La Bête laisse des traces sur le sol. Après notamment l'épisode dit de la "pucelle du Gévaudan", le porte-arquebuse du Roi de France relève les traces sur le sol. Pour lui, ces empreintes "n'offrent aucune différence avec le pied d'un grand loup". Même si les loups s'attaquent rarement à l'homme et cherchent des proies plus faciles, il est arrivé que plusieurs loups attaquent un homme pour le manger.  Il y a au moins 2 animaux et c'est toujours le même qui attaque. Donc les loups peuvent se nourrir d'hommes, mais le cas est rare, et en règle générale, le loup n'attaque pas seul. Si vous vous rappelez votre jeunesse et Croc Blanc (et les documentaires animaliers actuels), une meute de loups n'hésitera pas à attaquer un homme si elle est poussée par la faim. 
De la même façon, si un animal devient anthropophage il doit être abattu : une fois qu'il a compris que l'homme est une proie facile il va se spécialiser dans cette chasse : j'en veux pour preuve, les battues contre les tigres mangeurs d'hommes en Inde, ou les deux lions anthropophages (et sans doute homosexuels) d'Afrique chassés et abattus.
Nous avons donc une Bête qui ressemble fortement à un énorme loup, mais qui n'en est pas un.

L'autopsie de la Bête de Jean Chastel

On peut supposer que Jean Chastel abat la Bête, puisque après son coup de fusil, les attaques cessent. La Bête abattue a été mesurée par les bons soins d'un notaire royal du nom de Marin.
Il donne les mensurations et autres caractéristiques physiques de la Bête. Certaines données sont intéressantes...
Tout d'abord, la dentition. La formule dentaire de la Bête désigne un canidé. C'est donc une variété de chien.

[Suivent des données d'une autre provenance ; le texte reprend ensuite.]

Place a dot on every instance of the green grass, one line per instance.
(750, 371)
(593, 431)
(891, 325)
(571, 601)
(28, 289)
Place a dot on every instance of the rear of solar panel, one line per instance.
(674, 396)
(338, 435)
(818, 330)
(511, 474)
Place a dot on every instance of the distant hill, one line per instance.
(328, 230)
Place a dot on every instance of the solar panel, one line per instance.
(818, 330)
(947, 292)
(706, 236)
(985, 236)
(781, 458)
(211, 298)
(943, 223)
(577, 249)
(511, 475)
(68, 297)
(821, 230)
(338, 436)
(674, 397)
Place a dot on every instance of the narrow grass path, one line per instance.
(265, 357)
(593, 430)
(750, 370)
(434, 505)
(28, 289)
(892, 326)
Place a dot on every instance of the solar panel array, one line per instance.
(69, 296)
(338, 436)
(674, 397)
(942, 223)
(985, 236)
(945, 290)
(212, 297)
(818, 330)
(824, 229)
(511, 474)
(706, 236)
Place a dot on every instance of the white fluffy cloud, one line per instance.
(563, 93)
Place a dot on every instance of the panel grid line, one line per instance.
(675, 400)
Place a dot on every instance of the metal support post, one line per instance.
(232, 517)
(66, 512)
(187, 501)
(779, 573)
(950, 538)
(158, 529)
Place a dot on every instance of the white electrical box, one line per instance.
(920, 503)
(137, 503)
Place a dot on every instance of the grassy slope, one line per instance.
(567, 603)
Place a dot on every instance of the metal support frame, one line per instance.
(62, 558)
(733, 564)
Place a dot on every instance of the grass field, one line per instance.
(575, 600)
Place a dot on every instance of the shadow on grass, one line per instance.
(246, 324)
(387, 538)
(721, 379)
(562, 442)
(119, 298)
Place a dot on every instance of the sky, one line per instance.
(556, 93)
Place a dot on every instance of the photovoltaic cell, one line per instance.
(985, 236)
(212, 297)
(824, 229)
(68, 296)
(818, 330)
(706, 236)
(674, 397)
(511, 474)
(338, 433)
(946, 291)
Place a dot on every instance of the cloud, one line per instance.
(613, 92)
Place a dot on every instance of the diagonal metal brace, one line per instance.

Les mensurations : l'animal mesure 99 cm sans la queue et sa queue ne fait "que" 21,6 cm. L'ouverture de la gueule, 19 cm, et la langue, 38 cm.... Impressionnant, mais je continue... La largeur des pattes 12,2 cm et la longueur des oreilles 12,2 cm. Prenez un double-décimètre et vérifiez par vous même pour vous faire une idée du bestiau.....
On peut donc exclure tous les animaux "exotiques" (qui sont assez difficiles à se procurer, surtout à cette époque) ; ours (il n'est pas très exotique, je sais), hyène, lion (et autres félins), carcajou ou même babouin (Le babouin se domestique facilement et peut se montrer féroce. C'était l'auxiliaire des "policiers" chargés de lutter contre les pilleurs de tombes dans l'Egypte antique).
Ce n'est pas un loup. Reste...le chien.... Mais pas un chien ordinaire.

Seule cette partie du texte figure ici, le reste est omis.